Figure 4. Comparison of CD4+CD25+ and CD4+CD25high T cells in total CD4+ T cells from acute myeloid leukemia (AML) patients and healthy controls. (A) The frequency of CD4+CD25high regulatory T cell (Treg) was determined as the percentage of brighter CD25+ cells on gated CD4+ T cells (based on forward and side scatter and CD4 staining). Isotype for CD25 was also performed. (B) CD4+CD25+Foxp3+ Tregs in the newly diagnosed (ND) AML patients were higher than that in controls. Representative flow plots of ND and controls were also performed.

Forkhead box p3 is very important for the development and function of Tregs, therefore we determined the frequency of CD4+CD25+Foxp3+ Tregs. As shown in Figure 4B, CD4+CD25+Foxp3+ Tregs were also elevated in AML patients compared with controls (4.31 ± 1.41%; 0.97 ± 0.23%, P < 0.01; respectively).

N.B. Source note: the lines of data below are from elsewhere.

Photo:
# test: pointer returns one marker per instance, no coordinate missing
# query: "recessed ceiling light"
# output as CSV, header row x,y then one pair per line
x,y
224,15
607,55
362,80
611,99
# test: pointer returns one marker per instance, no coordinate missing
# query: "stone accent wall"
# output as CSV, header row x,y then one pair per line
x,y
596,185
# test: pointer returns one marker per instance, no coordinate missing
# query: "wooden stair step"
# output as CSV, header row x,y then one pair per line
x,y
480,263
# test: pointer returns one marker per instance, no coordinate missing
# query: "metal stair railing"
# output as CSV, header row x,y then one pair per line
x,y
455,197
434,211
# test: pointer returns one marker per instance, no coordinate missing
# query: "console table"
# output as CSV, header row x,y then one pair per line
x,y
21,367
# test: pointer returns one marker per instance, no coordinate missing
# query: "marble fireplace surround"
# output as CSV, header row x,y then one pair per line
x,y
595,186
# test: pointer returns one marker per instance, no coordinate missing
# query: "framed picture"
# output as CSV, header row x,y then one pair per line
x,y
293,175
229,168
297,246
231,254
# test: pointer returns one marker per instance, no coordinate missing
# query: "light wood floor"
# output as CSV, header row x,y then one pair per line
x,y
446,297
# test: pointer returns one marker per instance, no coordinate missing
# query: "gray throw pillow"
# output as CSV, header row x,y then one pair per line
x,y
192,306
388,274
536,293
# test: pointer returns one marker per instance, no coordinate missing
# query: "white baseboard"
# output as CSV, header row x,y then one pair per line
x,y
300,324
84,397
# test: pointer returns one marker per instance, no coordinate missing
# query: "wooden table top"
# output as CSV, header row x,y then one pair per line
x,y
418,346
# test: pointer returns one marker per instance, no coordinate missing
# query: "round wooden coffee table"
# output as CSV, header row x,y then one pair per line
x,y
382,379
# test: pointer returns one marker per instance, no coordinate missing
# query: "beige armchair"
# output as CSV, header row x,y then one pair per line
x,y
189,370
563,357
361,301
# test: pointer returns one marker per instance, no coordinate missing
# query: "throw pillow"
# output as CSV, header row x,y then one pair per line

TNFR2 Expression on PB CD4+ T Cells, CD4+CD25+ Tregs, as Well as CD4+CD25high Tregs Is Elevated in ND AML Patients

The percentage of TNFR2+ cells in PB CD4+ T cells from ND AML patients (14.67 ± 6.88%) was significantly higher than that from healthy controls (6.68 ± 2.51%, P < 0.01), and the level was decreased when AML patients reached CR (4.95 ± 1.24%, P < 0.01) (Figure 5B). Furthermore, the frequency of TNFR2+ Tregs in PB CD4+ T cells from ND AML patients (9.65 ± 3.99%) was also significantly higher than that in healthy controls (3.22 ± 1.4%, P < 0.01) and CR patients (1.01 ± 0.25%, P < 0.01) (Figure 5C). In our study, CD4+CD25high T cells expressed higher proportion of TNFR2 when compared with CD4+CD25+ Tregs in healthy controls (63.27 ± 13.31 vs 41.48 ± 13%, P < 0.01) and ND AML patients (87.11 ± 3.35 vs 70.09 ± 16.57%, P < 0.01) as well as CR patients (43.45 ± 6.05 vs 32.81 ± 18.01%, P < 0.01) (Figure 5D). We also found that the expression of TNFR2 on PB CD4+CD25+ Tregs or CD4+CD25high T cells in ND AML patients was markedly higher than that in healthy donors (P < 0.01) or CR AML patients (P < 0.01) (Figure 5D). By contrast, TNFR1 expression on CD4+ T cells remained unchanged regardless of CD25 expression levels (Figure 5A).

FIGURE 5
www.frontiersin.org

Figure 5. Levels of tumor necrosis factor receptor (TNFR)1 or TNFR2 expression on peripheral blood (PB) CD4+ T cells in acute myeloid leukemia (AML) patients and healthy controls. CD4+ T cells were stained for CD4, CD25, TNFR1, and TNFR2, and analyzed with FACS. (A) Representative flow plots of TNFR1 and TNFR2 expression by Rl (CD4+CD25high T cells), R2 [CD4+CD25+ regulatory T cells (Tregs)], and R3 (CD4+CD25 T cells) in PB of newly diagnosed (ND) AML patients. TNFR2 was preferentially expressed on CD4+CD25high T cells, TNFR1 expression was unchanged. Isotypes for TNFR1 and TNFR2 were also performed. (B) The expression levels of TNFR2 on PB CD4+ T cells in AML patients and healthy controls. The TNFR2 expression on PB CD4+ T cells in ND AML was significantly higher than that in complete remission (CR) patients and controls. (C) The frequency of TNFR2+ Tregs in PB CD4+ T cells from ND AML patients was also significantly higher than that in healthy controls and CR patients. (D) The proportion of TNFR2+ cells by CD4+CD25+ Tregs and CD4+CD25high T cells in AML patients and healthy controls. TNFR2 was preferentially expressed on CD4+CD25high T cells compared with Tregs in PB of ND, CR patients, and controls. TNFR2 expressions on both PB CD4+CD25+ Tregs and CD4+CD25high T cells in ND patients were significantly higher than those in CR patients and controls.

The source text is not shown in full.